MultiChoice Group continues to make an impact across Africa
Africa Social

MultiChoice Group continues to make an impact across Africa

30 September 2021: MultiChoice Group today published its Social Impact Report which details how Africa’s leading entertainment company continues to make a meaningful difference in the communities in which it operates. The group operates in 50 countries across Africa.

The report covers initiatives implemented that had a significant impact on indivduals, businesses, non-profit organisations and companies across the continent.

These include using the DStv platform for social good, being connected and in touch with communities, creating opportunities, supporting and growing entrepreneurs, diversity, growing the continent’s talent pipeline and telling African stories. MultiChoice contributed $741.2m in taxes and spent $79.3m on CSI initiatives.

“Enriching lives is part of our DNA – we strive to make a positive impact across the African continent. We partner with stakeholders on various initiatives sharing our experience and knowledge to deliver sustainable outcomes.

Our focus is to empower our beneficiaries to succeed and play their role in the growth of their communities and our continent,” says Calvo Mawela, MultiChoice Group CEO.

The group reaches more than 20 million households and has used its DStv and GOtv platforms to raise awareness and mobilise resources to address social challenges.

Last year, it partnered with the United Nations and World Health Organisation, the national health and education departments to address the disruption to education during the pandemic, the spread of misinformation (around COVID-19 and COVID-19 vaccinations) and the fight against gender-based violence (GBV).
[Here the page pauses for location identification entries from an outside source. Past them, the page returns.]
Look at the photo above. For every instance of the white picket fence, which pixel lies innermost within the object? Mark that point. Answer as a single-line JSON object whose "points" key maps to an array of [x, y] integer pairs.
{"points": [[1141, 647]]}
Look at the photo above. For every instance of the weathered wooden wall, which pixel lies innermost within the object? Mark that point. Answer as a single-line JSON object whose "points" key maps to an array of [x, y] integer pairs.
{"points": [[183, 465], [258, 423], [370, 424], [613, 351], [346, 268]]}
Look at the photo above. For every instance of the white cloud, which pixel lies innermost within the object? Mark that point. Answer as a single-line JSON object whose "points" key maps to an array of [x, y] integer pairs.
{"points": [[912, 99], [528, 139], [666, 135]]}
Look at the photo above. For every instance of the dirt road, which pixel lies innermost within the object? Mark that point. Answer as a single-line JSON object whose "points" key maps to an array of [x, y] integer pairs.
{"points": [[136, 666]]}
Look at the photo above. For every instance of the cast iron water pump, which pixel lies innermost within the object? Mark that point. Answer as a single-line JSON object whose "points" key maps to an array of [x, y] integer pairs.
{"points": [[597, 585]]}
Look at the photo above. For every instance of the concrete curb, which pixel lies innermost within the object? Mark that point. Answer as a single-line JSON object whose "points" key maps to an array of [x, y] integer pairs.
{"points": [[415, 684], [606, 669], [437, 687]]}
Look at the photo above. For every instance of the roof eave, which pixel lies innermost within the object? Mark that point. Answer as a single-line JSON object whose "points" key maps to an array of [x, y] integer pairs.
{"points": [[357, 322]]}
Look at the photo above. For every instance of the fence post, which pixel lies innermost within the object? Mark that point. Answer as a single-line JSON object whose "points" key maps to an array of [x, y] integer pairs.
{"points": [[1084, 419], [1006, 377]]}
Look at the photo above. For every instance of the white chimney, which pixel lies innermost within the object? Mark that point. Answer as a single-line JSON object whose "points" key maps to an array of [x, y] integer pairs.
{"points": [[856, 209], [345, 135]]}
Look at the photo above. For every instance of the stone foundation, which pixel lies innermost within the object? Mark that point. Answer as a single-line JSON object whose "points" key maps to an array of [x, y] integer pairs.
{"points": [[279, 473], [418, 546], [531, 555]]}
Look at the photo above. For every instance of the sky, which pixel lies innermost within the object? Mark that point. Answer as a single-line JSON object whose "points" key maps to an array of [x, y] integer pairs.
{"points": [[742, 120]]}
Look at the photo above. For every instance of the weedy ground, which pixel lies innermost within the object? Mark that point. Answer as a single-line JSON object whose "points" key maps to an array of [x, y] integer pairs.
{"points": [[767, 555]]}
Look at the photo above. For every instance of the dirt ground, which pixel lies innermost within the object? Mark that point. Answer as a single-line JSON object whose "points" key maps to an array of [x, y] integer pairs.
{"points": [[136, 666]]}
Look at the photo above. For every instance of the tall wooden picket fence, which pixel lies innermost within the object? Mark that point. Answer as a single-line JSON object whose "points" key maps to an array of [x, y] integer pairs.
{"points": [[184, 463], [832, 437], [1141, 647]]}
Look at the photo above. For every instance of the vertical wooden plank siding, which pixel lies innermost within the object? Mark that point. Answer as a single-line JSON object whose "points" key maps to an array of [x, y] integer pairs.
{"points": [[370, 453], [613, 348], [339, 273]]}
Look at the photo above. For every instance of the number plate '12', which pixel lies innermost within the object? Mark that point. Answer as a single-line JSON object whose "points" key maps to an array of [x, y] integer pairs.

The total value of airtime allocated for social good was R271 million.

Creating employment opportunities for the youth was another focus area. This included collaborating with the Youth Employment Service (YES) in South Africa, which saw 300 employment opportunities created; providing bursaries, internships and learnerships, and offering training to young Nigerians interested in tech through the  Sabiman and Canvasser schemes. The Canvasser scheme currently employs 3 205 young adults.

Small businesses are the lifeblood of African economies and MultiChoice is committed to support the growth and development of entrepreneurs.

It has created small businesses and throusands of jobs in the decoder and hardware installation business. There are about 2 800 independent service providers (agencies) and more than 6 000 installers across Africa.

The group also creates opportunities for entrepreneurs in South Africa through its Innovation Fund and preferential procument. Last year, it spent $762m on local suppliers, $153m on suppliers that are at least 30% black women-owned, $218.4m on small and medium enterprises and $40.7 million on suppliers that are 51% black youth-owned.

MultiChoice invests siginificantly in local content and is committed to tell African stories. Last year it spent 42% of the group’s general entertainment spend on local content and produced 19% more local content than last year.

The group invests in local-language movies, series, telenovelas, sitcoms, soap operas, sports broadcasts and magazine shows. It has programming in 41 languages and 15 dedicated local content channels in 10 markets. Its local content library now exceeds 62 000 hours.

Through the MultiChoice Talent Factory (MTF), MultiChoice contributes to growing the talent pipeline in the industry. The MTF has trained 206 students over the past six years and 62 MTF graduates now own their own production companies.

74 interns from 14 countries across Africa created four movies, 16 short films and 14 Public Service Announcements for the United Nations’ #PLEDGETOPAUSE campaign and the World Health Organization’s educational campaign on COVID-19.

MultiChoice continues support and promote diversity as well as uplift  women in the workplace. The Group employs 7 028 employees from 81 nationalities, 47% of which are women and 53% are men.